The device for separating oxygen and ozone utilizes a heat exchanger and a cold medium to reduce the temperature of the mixed gas of ozone and oxygen to be between the boiling point temperature of ozone and the boiling point temperature of oxygen, so that ozone is converted into liquid, and oxygen is still in gaseous state, thereby separating the mixed gas of oxygen and ozone.

The above description is only exemplary of the present invention and should not be taken as limiting the invention, and any modifications, equivalents, improvements and the like that are within the spirit and principle of the present invention should be included in the scope of the present invention.

Claims

1. The device for synthesizing hydrogen peroxide by direct-current corona discharge water mist is characterized in that: the device comprises a gas-liquid inlet control unit, a gas-liquid mixing generation unit, a high-pressure excitation unit, a gas-liquid separation unit and an O₂、O₃Separation Unit, O₂Circulation unit, H₂O₂The device comprises a separation unit, a control unit, a flow sensor, a liquid pump and an air pump;

2. The device for synthesizing hydrogen peroxide from DC corona discharge water mist according to claim 1, is characterized in that: the output regulating high voltage range of the linear array reactor is 6-30 kV.

3. The device for synthesizing hydrogen peroxide from DC corona discharge water mist according to claim 1, is characterized in that: the material of the linear array reactor is tungsten-molybdenum alloy.

4. The device for synthesizing hydrogen peroxide from DC corona discharge water mist according to claim 1, is characterized in that: the distance between adjacent electrodes of the linear array reactor ranges from 3.00 cm to 9.00 cm.

5. The device for synthesizing hydrogen peroxide from DC corona discharge water mist according to claim 1, is characterized in that: the included angle range of the water mist jet flow of the atomizing nozzle is 90-135 degrees.

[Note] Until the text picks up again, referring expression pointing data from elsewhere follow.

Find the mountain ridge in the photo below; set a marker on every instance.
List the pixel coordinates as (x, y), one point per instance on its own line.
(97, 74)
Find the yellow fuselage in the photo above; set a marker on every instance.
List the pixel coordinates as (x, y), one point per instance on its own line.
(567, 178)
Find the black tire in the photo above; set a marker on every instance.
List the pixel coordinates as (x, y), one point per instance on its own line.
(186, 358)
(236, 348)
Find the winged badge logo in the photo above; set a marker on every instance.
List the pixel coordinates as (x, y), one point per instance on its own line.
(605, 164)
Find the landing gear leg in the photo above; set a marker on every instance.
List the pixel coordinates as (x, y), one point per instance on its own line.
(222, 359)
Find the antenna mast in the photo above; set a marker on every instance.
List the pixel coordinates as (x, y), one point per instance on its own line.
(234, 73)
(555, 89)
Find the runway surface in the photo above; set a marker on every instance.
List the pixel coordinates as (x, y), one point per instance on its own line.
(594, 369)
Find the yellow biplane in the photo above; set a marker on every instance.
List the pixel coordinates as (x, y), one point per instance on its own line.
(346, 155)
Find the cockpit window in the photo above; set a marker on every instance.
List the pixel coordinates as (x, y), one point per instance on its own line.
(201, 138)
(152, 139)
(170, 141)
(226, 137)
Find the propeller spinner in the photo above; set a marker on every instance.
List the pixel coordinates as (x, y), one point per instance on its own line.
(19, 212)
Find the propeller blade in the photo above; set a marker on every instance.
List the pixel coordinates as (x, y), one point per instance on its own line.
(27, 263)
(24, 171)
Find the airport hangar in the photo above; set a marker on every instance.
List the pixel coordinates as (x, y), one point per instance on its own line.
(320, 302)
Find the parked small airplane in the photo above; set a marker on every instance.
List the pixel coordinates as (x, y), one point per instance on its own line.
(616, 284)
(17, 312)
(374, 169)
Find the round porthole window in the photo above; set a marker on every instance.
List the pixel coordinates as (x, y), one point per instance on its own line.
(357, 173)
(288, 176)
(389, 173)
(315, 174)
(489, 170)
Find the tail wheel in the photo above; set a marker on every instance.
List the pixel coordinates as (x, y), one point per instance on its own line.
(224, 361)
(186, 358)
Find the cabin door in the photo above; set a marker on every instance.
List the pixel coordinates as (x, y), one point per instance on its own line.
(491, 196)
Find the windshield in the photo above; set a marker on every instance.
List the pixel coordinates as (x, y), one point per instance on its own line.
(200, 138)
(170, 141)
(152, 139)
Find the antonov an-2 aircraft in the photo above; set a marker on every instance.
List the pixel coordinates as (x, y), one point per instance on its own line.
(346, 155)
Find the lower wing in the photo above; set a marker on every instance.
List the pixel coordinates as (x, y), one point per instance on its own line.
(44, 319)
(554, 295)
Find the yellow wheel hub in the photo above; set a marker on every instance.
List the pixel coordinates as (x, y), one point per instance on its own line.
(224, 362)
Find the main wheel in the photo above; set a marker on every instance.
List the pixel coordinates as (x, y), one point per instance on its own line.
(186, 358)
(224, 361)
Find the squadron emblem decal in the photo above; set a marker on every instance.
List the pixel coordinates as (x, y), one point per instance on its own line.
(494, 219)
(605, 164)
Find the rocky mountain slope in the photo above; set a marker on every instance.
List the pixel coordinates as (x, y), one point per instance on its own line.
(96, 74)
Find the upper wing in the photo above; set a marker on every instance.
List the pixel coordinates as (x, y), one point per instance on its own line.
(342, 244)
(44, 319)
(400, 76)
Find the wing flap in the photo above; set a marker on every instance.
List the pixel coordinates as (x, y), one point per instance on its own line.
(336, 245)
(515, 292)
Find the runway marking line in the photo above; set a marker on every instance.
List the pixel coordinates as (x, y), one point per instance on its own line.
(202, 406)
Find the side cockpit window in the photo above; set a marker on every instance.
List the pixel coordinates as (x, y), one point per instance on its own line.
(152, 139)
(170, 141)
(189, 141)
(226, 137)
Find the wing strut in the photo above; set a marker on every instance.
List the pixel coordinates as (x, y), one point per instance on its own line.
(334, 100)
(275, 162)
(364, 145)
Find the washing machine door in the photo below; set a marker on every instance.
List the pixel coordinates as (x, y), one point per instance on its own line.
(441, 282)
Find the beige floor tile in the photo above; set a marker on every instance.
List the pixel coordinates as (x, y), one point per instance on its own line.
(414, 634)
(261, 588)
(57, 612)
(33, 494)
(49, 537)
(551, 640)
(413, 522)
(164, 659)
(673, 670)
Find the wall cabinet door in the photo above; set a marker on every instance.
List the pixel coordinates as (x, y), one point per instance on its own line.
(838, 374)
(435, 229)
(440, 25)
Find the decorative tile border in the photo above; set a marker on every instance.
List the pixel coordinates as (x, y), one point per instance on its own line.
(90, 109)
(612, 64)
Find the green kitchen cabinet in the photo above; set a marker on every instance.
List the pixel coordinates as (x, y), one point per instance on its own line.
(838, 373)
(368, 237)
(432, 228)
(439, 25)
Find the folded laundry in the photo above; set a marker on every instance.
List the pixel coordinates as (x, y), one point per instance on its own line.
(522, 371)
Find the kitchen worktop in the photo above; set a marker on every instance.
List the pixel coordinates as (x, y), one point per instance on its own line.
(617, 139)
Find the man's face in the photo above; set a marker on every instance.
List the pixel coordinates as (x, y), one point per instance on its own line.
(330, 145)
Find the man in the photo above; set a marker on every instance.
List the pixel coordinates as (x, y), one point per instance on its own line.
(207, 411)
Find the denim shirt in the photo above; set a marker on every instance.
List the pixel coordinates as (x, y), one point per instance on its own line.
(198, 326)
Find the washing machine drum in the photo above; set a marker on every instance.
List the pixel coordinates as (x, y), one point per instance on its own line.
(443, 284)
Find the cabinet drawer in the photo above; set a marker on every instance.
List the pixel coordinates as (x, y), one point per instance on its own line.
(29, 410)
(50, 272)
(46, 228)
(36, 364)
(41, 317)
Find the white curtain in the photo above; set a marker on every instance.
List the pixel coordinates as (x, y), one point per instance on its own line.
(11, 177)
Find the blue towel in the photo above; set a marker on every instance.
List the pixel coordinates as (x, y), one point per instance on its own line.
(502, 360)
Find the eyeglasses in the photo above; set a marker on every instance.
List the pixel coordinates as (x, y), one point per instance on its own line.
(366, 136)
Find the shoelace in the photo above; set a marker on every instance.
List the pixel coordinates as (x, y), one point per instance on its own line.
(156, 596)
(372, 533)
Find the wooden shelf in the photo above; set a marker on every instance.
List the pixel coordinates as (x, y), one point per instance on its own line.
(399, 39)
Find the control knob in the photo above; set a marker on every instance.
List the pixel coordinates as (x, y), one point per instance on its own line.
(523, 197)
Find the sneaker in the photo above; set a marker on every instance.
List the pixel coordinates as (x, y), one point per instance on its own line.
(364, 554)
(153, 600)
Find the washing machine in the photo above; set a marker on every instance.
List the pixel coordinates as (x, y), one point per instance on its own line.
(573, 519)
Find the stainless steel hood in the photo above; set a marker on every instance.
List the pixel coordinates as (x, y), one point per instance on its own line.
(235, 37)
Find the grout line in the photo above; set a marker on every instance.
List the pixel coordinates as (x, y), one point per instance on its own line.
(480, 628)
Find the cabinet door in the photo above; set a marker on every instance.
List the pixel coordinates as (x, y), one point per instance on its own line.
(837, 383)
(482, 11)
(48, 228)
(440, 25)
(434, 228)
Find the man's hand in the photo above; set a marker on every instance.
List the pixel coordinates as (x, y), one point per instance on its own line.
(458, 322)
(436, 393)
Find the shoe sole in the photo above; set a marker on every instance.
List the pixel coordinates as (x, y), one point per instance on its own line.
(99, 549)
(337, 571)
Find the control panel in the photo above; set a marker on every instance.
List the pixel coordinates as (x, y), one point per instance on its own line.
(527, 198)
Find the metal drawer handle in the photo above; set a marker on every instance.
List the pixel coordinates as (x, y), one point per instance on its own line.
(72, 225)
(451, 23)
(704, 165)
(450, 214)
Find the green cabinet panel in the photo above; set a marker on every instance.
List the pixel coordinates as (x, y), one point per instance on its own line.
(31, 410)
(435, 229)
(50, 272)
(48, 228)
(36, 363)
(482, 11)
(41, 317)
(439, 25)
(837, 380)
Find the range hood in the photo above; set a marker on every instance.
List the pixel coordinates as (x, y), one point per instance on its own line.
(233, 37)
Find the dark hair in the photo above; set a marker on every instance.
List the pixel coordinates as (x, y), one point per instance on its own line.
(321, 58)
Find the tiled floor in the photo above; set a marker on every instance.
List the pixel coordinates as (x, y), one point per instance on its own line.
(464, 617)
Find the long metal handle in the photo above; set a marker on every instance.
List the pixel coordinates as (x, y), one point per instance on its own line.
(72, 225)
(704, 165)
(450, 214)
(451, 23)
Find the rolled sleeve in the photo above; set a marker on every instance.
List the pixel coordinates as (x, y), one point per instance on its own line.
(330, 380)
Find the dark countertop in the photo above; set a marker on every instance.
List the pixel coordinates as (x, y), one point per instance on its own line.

6. The device for synthesizing hydrogen peroxide from DC corona discharge water mist according to claim 1, is characterized in that: the control unit automatically controls the opening and closing states of the valves through the electromagnetic valves.

7. The method for synthesizing hydrogen peroxide by the device for synthesizing hydrogen peroxide by water mist through direct current corona discharge according to any one of claims 1 to 6 is characterized by comprising the following steps: the method comprises the following steps:

(4) the synthesized hydrogen peroxide solution is introduced into H under the control of a valve₂O₂Separating and purifying by a separator; detecting the concentration of hydrogen peroxide, and introducing the hydrogen peroxide into a storage if the concentration of the hydrogen peroxide reaches the standard; if the standard is not met, the step is repeated until the standard is met.

8. The method for synthesizing hydrogen peroxide by using the device for synthesizing hydrogen peroxide from DC corona discharge mist according to claim 7, which is characterized by comprising the following steps: the pH value of the liquid source is 6-7 weak acid solution.

9. The method for synthesizing hydrogen peroxide by using the device for synthesizing hydrogen peroxide from DC corona discharge mist according to claim 7, which is characterized by comprising the following steps: the gas source is oxygen.